Aegon NV (AGN), the Dutch owner of U.S. insurer Transamerica Corp., said first-quarter profit increased 59 percent, helped by cost reductions and gains on investments.
Aegon rose as much as 7.3 percent in Amsterdam trading after saying net income climbed to 521 million euros ($675 million), topping the average estimate of 269 million euros in a Bloomberg survey of 11 analysts. The company booked a 156 million-euro gain from fair-value gains on certain holdings.
“Aegon reported a strong first-quarter result,” said Lemer Salah, an Amsterdam-based analyst at SNS Securities who has a buy recommendation on the shares. “The company was able to improve its growth profile in particular in its core markets.”
Chief Executive Officer Alex Wynaendts has been cutting costs in its U.S., U.K. and Dutch operations, offering products that are less sensitive to market volatility and adjusting prices to reflect lower interest rates as he seeks to increase underlying pretax profit by 7 percent to 10 percent a year on average until 2015 and post a return on equity of 10 percent to 12 percent. Profit by that measure, which excludes investment swings, rose 3 percent to 425 million euros, compared with the 418 million-euro estimate of 10 analysts.
Aegon shares gained 23 cents to 3.54 euros by 10:49 a.m. Amsterdam time, giving the company a market value of 6.8 billion euros. The stock is up 14 percent this year, compared with a 5 percent gain in the 28-company Bloomberg Europe 500 Insurance Index in 2012.
“Following a year of considerable transformation, Aegon’s businesses made a strong start in the first quarter of 2012 with solid increases in sales and earnings,” Wynaendts said in a statement today. “Our successful efforts to reduce costs across our organization have created greater focus while also contributing to higher earnings.”
Alternative assets in the U.S., a guarantee portfolio in the Netherlands and derivatives led to a “fair value” gain of 156 million euros, versus an 86 million-euro markdown a year earlier. Impairment charges fell 34 percent to 41 million euros, the lowest level in four years, the company said.
Sales rose 25 percent to 1.76 billion euros. Gross deposits increased 50 percent to 11 billion euros as the company added pension assets in the U.S. and new asset management mandates.
Aegon last year cut costs in its U.K. operations by 25 percent from 2009 levels. That helped increase the unit’s underlying earnings before tax to 29 million euros from 12 million euros in the year-earlier period.
Underlying pretax earnings in the Americas, dominated by the U.S. business, fell 13 percent to 292 million euros as income from fixed annuities declined and amid higher mortality claims.
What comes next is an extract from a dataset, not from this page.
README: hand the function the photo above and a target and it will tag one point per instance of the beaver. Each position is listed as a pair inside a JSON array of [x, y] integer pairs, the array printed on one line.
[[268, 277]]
“We expect Aegon to show a strong recovery in earnings over the next three years as a result of cost savings, and a shift in business mix,” Michael van Wegen, a London-based analyst at Bank of America Corp., said in a note today. The shares are “attractively valued,” at a 15 percent discount to the industry, he said.
Aegon got 35 percent of underlying earnings from fee products in the quarter. Spread-based products such as fixed annuities generally offer clients a guaranteed return and rely on interest rates, while fee businesses such as term life and health products are a more stable source of income.
U.S. Bond Yields
Shares of the insurer, which gets most of its earnings from the U.S., were boosted in the first quarter as the U.S. 10-year bond yield rose to as much as 2.38 percent. Aegon’s profit goals rely on assumptions including a 4.75 percent U.S. 10-year bond yield for 2016.
Yields fell below 1.8 percent yesterday as concern increased that Europe’s financial turmoil is worsening. Insurers suffer from lower long-term interest rates as they hold back returns from bond investments and increase future liabilities.
The insurer sees no reason to change its assumption after cutting it from 5.25 percent in November, Chief Financial Officer Jan Nooitgedagt told analysts today.
Amid persisting market volatility, “I feel quite confident with our strong position and also with the measures we have taken,” he told reporters earlier. “We have been successful in executing our strategy as the results of this quarter show.”